Environment:Recommenders team Recommenders Spark Environment
| Knowledge Sources | |
|---|---|
| Domains | Infrastructure, Distributed_Computing, Spark |
| Last Updated | 2026-02-10 00:00 GMT |
Overview
Apache Spark 3.3+ environment with PySpark, Java (Temurin JDK 21), and PyArrow for distributed recommendation workflows including ALS matrix factorization.
Description
This environment provides the distributed computing stack for Spark-based recommendation pipelines. PySpark is an optional dependency guarded by `try/except ImportError` blocks throughout the codebase, allowing the library to function in pure-Python mode when Spark is unavailable. The `start_or_get_spark` utility configures a SparkSession with 10 GB default driver memory, 4 MB JVM stack size, and optional MMLSpark (SynapseML) integration.
Usage
Use this environment for ALS Spark Recommendation workflows, Spark-based evaluation (SparkRankingEvaluation, SparkRatingEvaluation), Spark data splitting, and the Spark benchmarking paths. Required when `recommenders[spark]` extra is installed.
System Requirements
| Category | Requirement | Notes |
|---|---|---|
| OS | Linux (primary), Windows, macOS | Windows requires extra environment variables |
| Java | JDK 21 (Temurin) | Docker and DevContainer install Temurin JDK 21 via `apt` |
| RAM | >= 10 GB | Default Spark driver memory is 10 GB |
| CPUs | >= 8 | CI tests run on Azure Standard_A8m_v2 (8 vCPUs, 64 GiB) |
Dependencies
Spark Python Packages
- `pyspark` >= 3.3.0, < 4
- `pyarrow` >= 10.0.1
System Packages
- Java Development Kit (JDK 21 recommended, Temurin distribution)
- Apache Spark runtime (bundled with PySpark or standalone)
Optional: MMLSpark / SynapseML
- `com.microsoft.azure:synapseml_2.12:0.9.5` (Maven package)
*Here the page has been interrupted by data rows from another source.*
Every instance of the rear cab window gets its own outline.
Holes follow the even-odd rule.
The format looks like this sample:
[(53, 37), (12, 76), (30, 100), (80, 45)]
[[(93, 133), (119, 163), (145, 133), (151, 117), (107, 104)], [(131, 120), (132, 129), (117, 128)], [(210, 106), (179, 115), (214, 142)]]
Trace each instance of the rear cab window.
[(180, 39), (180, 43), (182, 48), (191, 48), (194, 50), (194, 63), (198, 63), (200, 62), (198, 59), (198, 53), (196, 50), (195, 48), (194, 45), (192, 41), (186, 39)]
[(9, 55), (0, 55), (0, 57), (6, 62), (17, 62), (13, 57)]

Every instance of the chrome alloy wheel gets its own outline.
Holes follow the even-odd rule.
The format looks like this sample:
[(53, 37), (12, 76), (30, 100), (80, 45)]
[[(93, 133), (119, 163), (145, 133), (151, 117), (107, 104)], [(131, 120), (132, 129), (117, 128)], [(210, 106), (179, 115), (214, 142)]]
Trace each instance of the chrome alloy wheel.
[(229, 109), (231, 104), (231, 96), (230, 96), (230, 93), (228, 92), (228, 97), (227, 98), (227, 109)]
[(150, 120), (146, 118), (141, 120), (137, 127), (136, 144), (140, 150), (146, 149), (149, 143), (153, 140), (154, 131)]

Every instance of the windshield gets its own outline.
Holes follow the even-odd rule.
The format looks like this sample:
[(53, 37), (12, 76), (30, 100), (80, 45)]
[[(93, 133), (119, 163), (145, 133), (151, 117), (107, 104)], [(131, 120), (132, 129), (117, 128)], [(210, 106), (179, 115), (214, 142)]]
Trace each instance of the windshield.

- Repository: `https://mmlspark.azureedge.net/maven`
Credentials
The following environment variables must be set depending on the platform:
All platforms:
- `PYSPARK_SUBMIT_ARGS`: Auto-set by `start_or_get_spark()` when packages/jars are specified
Windows (required):
- `JAVA_HOME`: Path to JDK installation
- `SPARK_HOME`: Path to Spark installation
- `HADOOP_HOME`: Path to Hadoop winutils
- `PYSPARK_PYTHON`: Path to Python executable
- `PYSPARK_DRIVER_PYTHON`: Path to Python executable
macOS (required):
- `PYSPARK_PYTHON`: Path to Python executable
- `PYSPARK_DRIVER_PYTHON`: Path to Python executable
CI test environment:
- `SPARK_HOME`: Must be unset in functional tests to avoid conflicts (removed via `os.environ.pop`)
Quick Install
# Install with Spark extras
pip install "recommenders[spark]"
# Or install Java separately (Ubuntu/Debian)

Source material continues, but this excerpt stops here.